Additionally, Perla worked closely with Jacquie Dawson, associate professor of music in the DFOM, conductor, and the faculty’s Director of Bands.
“Dr. Jacquie Dawson also has been an incredible professor in my music education journey and everything that I have learned about music teaching and conducting is all thanks to her,” says Perla of their work together.
“It was a pleasure working with Perla in the Instrumental Music Methods class,” says Dawson.
“She is a wonderful musician and teacher who brings a unique skill set to the field. I look forward to seeing her next steps in the profession and know she will have a meaningful impact on many students and music programs!” Dawson adds.
The final bow in the DFOM and next steps
For her final jury, the capstone performance for music education students prior to their graduation, Perla chose to play the prelude and sarabande of the third Bach Cello Suites, Saint-Saens Cello Concerto Third Movement, Andre Mehmari’s Prelúdio and Faure’s “Après un rêve.” With her jury successfully completed, Perla is reflecting on her time in the faculty and looking forward to the future.
“I plan to take a year off to work and enjoy some time off after these crazy unusual four years, and then return to the Faculty of Education to finish my education degree,” she says of her plan.
When it comes to advice for future students, her recommendations are as important for university students as they will be for her future students.
“Make friends and get involved in everything you can without overwhelming yourself!” she says.
Perla is incredibly grateful for all those who provided that early foundation and instilled in her a love of music, and for those who continued to list her up along the way.

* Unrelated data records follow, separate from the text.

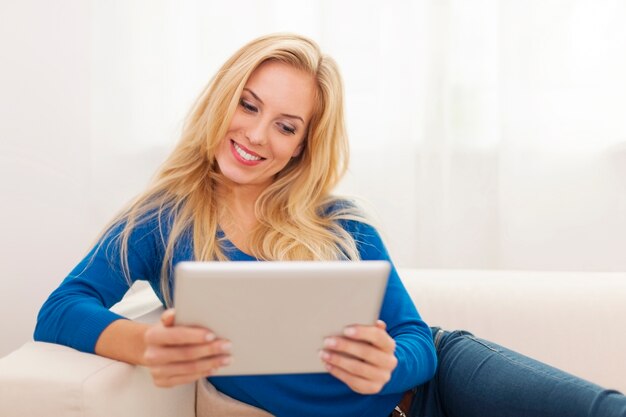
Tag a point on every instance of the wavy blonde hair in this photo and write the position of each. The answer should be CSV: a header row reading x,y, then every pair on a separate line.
x,y
294,220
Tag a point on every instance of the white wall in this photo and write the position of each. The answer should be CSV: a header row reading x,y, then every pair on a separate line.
x,y
469,159
44,154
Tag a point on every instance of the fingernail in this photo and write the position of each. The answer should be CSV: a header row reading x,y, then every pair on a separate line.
x,y
330,342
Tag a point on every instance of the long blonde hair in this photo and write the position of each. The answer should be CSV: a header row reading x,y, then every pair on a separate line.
x,y
294,220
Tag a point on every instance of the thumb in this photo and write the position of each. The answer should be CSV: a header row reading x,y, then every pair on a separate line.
x,y
167,318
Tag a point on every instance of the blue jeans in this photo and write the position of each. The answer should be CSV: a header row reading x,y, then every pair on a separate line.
x,y
476,378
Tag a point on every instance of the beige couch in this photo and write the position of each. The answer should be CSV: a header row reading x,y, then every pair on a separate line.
x,y
575,321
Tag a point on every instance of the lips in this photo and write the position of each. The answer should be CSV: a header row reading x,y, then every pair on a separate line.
x,y
245,155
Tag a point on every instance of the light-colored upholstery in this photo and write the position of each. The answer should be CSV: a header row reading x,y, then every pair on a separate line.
x,y
575,321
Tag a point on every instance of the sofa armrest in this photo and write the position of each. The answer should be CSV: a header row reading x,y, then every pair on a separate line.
x,y
44,379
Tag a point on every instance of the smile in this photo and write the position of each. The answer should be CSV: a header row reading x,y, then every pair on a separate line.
x,y
245,155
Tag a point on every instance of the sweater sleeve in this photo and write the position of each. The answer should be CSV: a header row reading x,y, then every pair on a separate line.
x,y
415,350
77,312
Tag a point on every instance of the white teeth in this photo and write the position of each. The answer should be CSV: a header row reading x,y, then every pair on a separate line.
x,y
245,155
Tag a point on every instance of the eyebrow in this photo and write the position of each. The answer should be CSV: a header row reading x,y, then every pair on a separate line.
x,y
291,116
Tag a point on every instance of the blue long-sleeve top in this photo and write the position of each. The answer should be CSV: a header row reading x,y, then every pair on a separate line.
x,y
77,312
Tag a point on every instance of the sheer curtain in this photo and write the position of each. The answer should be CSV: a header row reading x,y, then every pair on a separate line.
x,y
485,134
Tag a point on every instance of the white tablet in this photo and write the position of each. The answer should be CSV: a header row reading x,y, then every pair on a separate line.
x,y
277,314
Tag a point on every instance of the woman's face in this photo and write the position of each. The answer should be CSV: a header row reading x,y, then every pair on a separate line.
x,y
269,125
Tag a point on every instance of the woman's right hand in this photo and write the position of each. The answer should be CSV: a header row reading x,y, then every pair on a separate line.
x,y
180,355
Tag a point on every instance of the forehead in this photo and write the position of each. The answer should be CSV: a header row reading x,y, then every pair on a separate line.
x,y
283,88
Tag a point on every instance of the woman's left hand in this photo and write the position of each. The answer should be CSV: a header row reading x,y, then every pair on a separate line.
x,y
363,357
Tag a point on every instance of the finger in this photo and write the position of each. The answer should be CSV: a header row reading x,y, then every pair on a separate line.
x,y
357,384
203,367
356,367
167,318
371,334
156,355
362,351
177,335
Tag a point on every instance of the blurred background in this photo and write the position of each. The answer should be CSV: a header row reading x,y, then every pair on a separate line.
x,y
485,134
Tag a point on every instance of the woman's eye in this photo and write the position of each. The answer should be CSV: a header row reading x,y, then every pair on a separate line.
x,y
247,106
287,129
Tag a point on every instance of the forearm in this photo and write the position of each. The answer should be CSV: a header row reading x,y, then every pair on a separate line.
x,y
123,340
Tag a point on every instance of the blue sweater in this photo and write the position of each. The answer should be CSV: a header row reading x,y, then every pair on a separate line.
x,y
77,312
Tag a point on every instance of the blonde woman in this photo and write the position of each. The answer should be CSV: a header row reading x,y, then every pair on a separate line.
x,y
252,179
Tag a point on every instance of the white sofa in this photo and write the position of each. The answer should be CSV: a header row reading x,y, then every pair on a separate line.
x,y
575,321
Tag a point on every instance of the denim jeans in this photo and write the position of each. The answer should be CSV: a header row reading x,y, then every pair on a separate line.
x,y
477,378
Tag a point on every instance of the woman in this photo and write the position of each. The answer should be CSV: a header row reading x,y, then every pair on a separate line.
x,y
251,179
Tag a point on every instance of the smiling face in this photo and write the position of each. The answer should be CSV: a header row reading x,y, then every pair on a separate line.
x,y
269,125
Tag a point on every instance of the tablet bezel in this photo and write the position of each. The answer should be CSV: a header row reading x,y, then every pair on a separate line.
x,y
277,314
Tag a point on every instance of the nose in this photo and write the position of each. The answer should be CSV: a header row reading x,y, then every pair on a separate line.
x,y
256,133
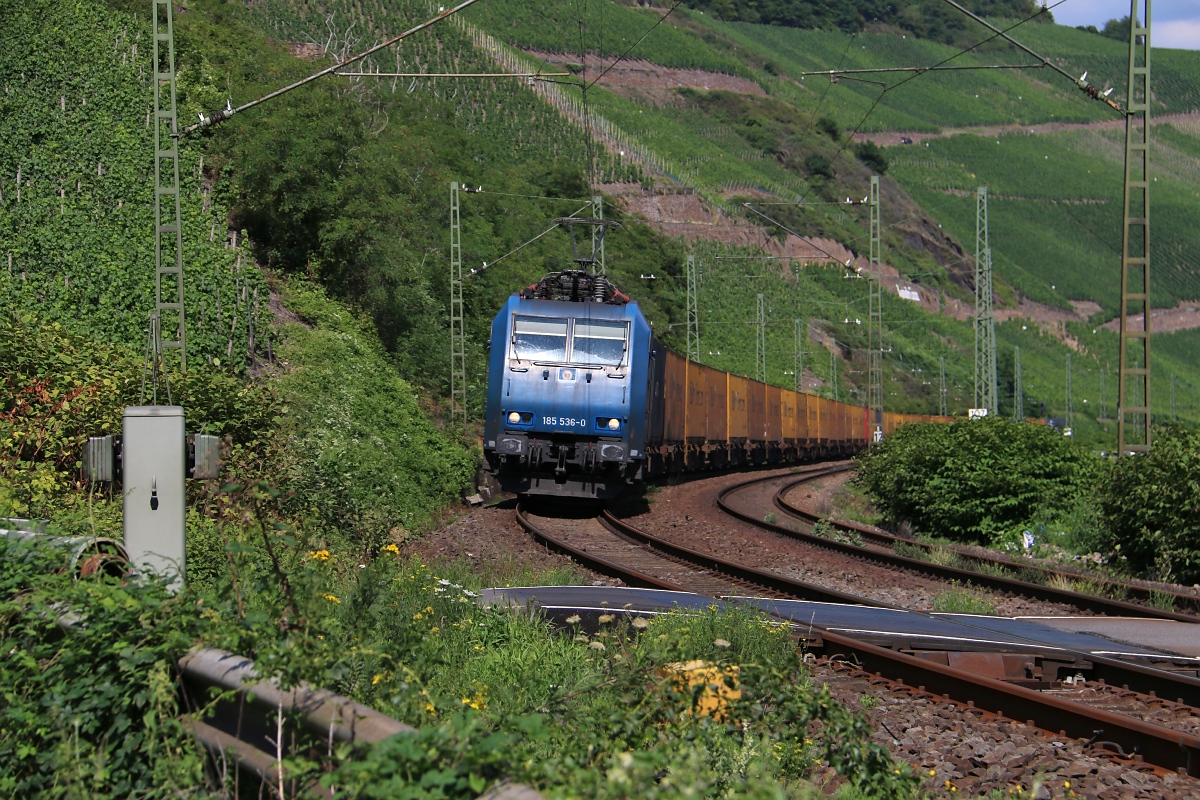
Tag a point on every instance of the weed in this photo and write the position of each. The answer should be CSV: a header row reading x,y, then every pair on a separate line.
x,y
826,529
945,557
911,551
994,569
1162,600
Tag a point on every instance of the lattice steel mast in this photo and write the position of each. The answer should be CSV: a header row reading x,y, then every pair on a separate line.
x,y
798,355
1133,384
985,323
942,408
761,349
1071,398
693,311
457,336
168,229
875,314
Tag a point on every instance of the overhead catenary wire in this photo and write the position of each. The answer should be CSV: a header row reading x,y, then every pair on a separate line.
x,y
535,76
997,34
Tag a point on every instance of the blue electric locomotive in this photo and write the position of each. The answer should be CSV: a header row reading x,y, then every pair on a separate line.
x,y
567,389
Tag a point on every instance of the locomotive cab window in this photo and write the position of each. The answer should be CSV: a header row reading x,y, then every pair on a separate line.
x,y
599,342
539,338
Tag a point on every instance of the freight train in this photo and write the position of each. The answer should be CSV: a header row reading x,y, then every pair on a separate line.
x,y
585,401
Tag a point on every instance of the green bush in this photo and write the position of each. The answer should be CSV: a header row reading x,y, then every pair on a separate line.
x,y
59,388
1150,505
976,479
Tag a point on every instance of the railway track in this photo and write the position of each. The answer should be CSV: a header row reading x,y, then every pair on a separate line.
x,y
880,548
612,547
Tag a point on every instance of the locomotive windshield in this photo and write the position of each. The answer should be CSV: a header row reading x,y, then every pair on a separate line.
x,y
539,338
599,342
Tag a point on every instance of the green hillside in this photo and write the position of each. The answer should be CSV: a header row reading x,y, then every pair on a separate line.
x,y
345,182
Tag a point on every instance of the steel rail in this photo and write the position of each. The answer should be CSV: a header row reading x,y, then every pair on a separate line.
x,y
220,116
1159,746
1000,583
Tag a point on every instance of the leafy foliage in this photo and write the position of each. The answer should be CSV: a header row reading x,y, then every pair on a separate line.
x,y
975,480
93,711
1149,504
60,388
928,19
365,452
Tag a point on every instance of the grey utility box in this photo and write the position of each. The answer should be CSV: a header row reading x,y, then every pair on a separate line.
x,y
154,461
97,458
207,462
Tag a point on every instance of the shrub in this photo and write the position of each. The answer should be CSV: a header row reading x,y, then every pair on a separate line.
x,y
1150,506
973,480
829,126
871,155
817,166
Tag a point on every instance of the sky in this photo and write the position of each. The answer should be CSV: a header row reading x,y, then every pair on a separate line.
x,y
1174,23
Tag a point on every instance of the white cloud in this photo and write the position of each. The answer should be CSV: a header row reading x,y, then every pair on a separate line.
x,y
1181,34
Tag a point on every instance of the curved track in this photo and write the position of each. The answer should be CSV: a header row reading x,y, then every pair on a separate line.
x,y
1038,589
887,557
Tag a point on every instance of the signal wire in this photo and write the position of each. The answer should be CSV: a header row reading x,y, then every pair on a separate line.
x,y
521,247
630,49
220,116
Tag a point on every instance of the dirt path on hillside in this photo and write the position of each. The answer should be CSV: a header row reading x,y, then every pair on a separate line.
x,y
649,80
1165,320
887,138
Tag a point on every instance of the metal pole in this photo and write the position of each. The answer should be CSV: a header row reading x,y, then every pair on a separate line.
x,y
761,350
1104,395
1018,389
798,355
1071,398
875,314
168,280
457,335
693,311
833,370
984,322
1133,384
598,266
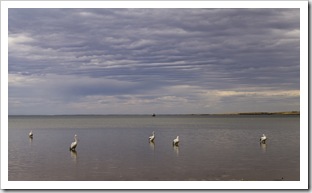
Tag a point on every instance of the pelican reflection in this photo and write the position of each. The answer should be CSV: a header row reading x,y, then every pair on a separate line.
x,y
263,147
152,145
176,149
73,155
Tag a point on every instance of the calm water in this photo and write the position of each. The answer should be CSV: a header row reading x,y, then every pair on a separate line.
x,y
117,148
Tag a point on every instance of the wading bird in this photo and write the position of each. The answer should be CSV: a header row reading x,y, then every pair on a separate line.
x,y
263,139
151,138
74,144
176,141
31,134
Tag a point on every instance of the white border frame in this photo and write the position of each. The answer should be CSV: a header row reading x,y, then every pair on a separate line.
x,y
302,184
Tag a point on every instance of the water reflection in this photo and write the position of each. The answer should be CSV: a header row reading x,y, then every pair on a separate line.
x,y
152,146
30,141
263,147
176,149
73,155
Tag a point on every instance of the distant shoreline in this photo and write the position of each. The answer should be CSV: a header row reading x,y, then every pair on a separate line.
x,y
193,114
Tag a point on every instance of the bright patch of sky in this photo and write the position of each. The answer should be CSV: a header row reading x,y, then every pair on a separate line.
x,y
144,61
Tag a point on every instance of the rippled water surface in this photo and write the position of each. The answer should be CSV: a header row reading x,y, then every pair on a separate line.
x,y
117,148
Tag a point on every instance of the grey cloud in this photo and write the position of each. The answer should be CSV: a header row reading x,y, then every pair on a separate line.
x,y
152,49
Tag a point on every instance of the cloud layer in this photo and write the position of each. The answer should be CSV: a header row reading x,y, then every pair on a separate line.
x,y
73,61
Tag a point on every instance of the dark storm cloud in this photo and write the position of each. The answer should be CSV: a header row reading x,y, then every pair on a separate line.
x,y
154,53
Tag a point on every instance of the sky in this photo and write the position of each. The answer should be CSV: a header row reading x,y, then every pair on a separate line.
x,y
144,61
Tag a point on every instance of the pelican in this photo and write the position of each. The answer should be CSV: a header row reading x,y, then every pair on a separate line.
x,y
263,139
74,144
176,141
151,138
31,134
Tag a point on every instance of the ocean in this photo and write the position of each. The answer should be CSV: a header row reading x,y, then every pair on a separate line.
x,y
117,148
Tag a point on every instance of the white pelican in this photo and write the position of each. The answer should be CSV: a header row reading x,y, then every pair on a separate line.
x,y
176,141
74,144
31,134
151,138
263,139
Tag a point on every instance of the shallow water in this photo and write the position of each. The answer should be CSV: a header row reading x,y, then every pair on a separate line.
x,y
117,148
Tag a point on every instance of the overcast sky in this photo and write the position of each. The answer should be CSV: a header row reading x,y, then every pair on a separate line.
x,y
144,61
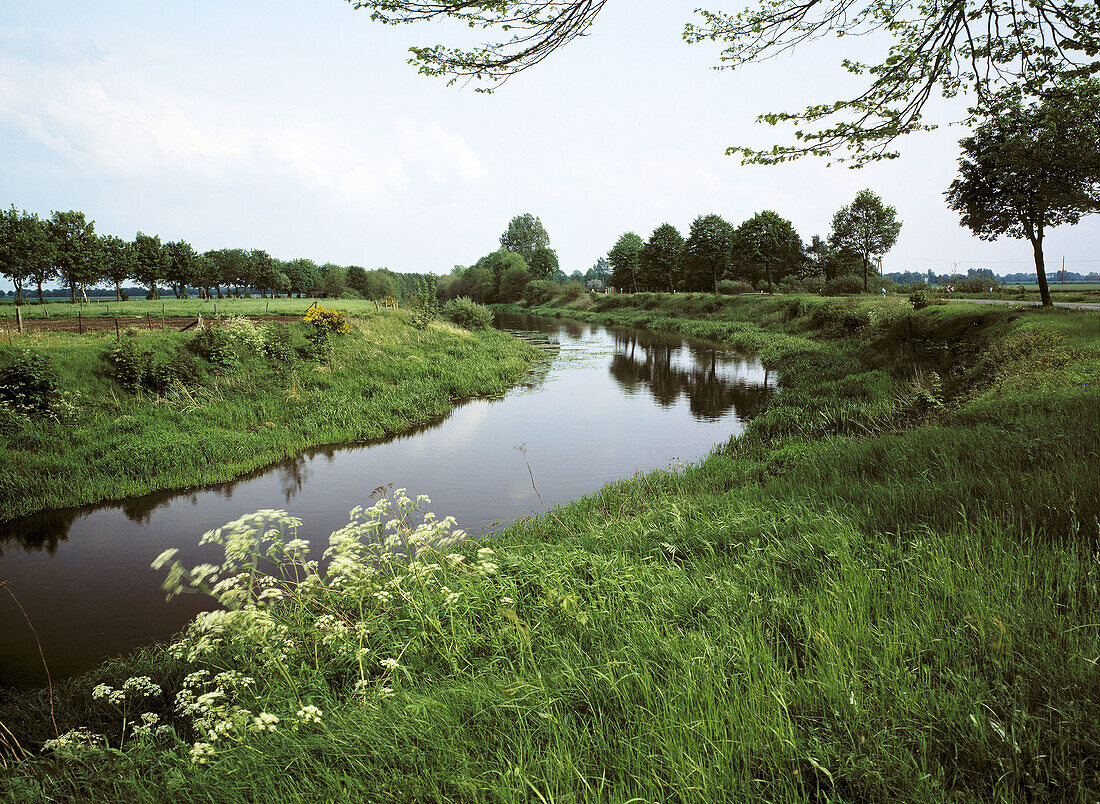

“I would like to express my deepest gratitude my parents for always supporting me throughout this degree and my dearest partner, Jared, without whom this endeavor would not be possible,” she says.
“Also, I have to thank Jeff Kula, my high school band teacher, and Natalie Dawe, my first and only cello teacher before entering my degree, without whom none of my craft would exist,” she adds.
From the little girl gigging with her parents’ bands to the university graduate who performs cello concertos with ease, Perla has come a long way!
“I’m sad to see Perla leave,” says Kehler Siebert of losing her chamber ensemble student.
“Though this reality is commensurate with her success, and I wish her every success as she prepares to inspire the next generation of musicians!” Kehler Siebert concludes.
We agree. Congratulations, Perla! We are so proud of everything you’ve accomplished and look forward to watching you become a great music educator!